CHARTING THE SUN’S LOCATION AT ANY TIME IN A DAY
With the help of these two arc lines, we can chart the sun’s position at any time in a day, during the year, at a given location on the earth’s surface. On December 21st, 9.00 a.m., the sun has risen in the east and is low in the southern sky. On June 21st, at the same time of the day, it is higher in the sky. If we draw a line on the sky dome between these two 9 a.m. positions, we can exactly pin point the sun’s location at 9 a.m. during the rest of the year. As the sun’s path moves up and down through the seasons, the sun’s position at 9 a.m. will always be somewhere on this line.
In a similar way, a line can be drawn for the sun’s position at 3 p.m. throughout the year. We now have a rectangle on the sky dome, showing the sun’s position between 9.00 in the morning and 3.00 in the afternoon throughout the year. Part of the summer solstice arc and winter solstice arc along with the 9.00 a.m. and 3.00 p.m. arc’s make the four sides of the rectangle. The area inside this rectangle is called the solar window for a given location.
This solar window is very important because, it is between 9.00 a.m. and 3.00 p.m. that we receive the maximum energy from the sun. To harness the maximum possible energy at a given geographic location, the solar window should be clear and not be shaded by trees or any other obstacle between 9.00 a.m. and 3.00 p.m., during most part of the year. It is for this reason that, before installing any solar device, one should analyze the installation site’s solar window and make sure that, there aren’t any shading obstacles.
MEASURING THE SUN’S POSITION
But to actually chart the boundaries of a solar window for a real geographic location, one needs to know, how to measure the sun’s position in the sky. To pin-point the sun’s position on the sky dome, we need to make two measurements.
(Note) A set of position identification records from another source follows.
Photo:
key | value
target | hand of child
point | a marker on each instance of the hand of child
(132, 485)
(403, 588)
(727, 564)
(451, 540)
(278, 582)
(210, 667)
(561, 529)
The first measurement is the sun’s direction on a compass. A straight line drawn from the sun to the horizon intersects a specific degree on a compass. This angle is a measure of the sun’s azimuth or elevation. The second measurement is the sun’s altitude or vertical angle. The combination of azimuth and altitude describes a specific spot on the sky dome.
CHARTING THE SUN’S PATH
Using these two measurements of solar azimuth and solar elevation, a chart can be drawn which will show how the sun’s position changes throughout the year. This chart is called the sun path chart and it shows how the sun’s path looks like from the earth’s surface.
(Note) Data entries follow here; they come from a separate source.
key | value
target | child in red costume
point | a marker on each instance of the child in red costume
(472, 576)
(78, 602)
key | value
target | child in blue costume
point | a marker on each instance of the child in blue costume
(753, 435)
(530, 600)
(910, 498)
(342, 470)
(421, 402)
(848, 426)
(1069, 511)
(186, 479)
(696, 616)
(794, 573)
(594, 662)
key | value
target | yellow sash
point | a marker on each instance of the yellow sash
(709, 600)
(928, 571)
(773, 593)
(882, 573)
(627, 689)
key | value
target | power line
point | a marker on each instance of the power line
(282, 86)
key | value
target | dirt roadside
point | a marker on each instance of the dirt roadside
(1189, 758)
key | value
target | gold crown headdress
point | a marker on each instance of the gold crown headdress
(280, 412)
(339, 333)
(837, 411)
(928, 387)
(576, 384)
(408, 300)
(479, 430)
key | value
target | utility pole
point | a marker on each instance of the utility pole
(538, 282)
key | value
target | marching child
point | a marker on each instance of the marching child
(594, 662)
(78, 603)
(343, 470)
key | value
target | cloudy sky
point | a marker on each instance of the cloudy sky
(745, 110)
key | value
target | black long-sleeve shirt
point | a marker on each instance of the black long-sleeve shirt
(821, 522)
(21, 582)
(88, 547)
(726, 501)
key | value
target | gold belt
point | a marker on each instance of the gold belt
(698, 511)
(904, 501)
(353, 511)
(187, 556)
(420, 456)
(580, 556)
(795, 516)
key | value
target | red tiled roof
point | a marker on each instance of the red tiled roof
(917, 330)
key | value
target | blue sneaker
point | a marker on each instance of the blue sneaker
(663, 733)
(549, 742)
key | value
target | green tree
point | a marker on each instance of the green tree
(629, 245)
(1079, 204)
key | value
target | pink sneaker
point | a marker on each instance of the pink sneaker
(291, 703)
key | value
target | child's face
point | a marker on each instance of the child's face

The images show the sun path chart for San Francisco, California. It shows what we would see, if we look towards the South Pole from this location. The y-axis represents the altitude or solar elevation, measured from 0° degrees on the horizon to 90° degrees directly overhead. The x-axis represents the sun’s direction on the compass, the solar azimuth. The center of chart is 180° or due south. The intersection of the sun’s altitude and azimuth on the graph shows the sun’s position in the sky.
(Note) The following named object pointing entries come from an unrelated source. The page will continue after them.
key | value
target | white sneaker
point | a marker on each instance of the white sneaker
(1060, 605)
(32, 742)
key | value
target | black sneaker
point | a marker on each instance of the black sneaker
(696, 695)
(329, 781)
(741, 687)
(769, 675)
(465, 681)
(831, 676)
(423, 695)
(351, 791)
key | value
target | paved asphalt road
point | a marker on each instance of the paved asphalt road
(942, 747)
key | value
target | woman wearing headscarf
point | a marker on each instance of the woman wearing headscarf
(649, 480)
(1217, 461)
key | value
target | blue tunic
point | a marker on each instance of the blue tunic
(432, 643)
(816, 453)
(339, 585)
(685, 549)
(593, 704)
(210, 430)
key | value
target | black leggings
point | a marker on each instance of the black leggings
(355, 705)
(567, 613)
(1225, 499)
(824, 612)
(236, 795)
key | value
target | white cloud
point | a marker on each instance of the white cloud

The chart can be overlaid with the locations of shading obstacles like trees or buildings. Further, one can overlay the sun’s paths of the shortest and longest day of the year. On top of that, the position lines of the hours of the day can also be graphed. This gives the solar window – the area of the sky when the sun would be between 9.00 a.m. and 3.00 p.m., throughout the entire year.
Lastly, the five monthly sun paths for the rest of the year can also be included. There are only five paths as the sun’s path is duplicated as it moves up and down through the seasons. For example, its path on March 21st is the same as its path on September 21st.
Now we can see where the sun would be shaded during the year. As an example of how to make use of this chart, notice the lowest sun path, the path for Dec 21st. Between 9.00 and 10.00 a.m. on this day, the sun would be shaded by a tree which stands between 135° and 150° degrees on the compass.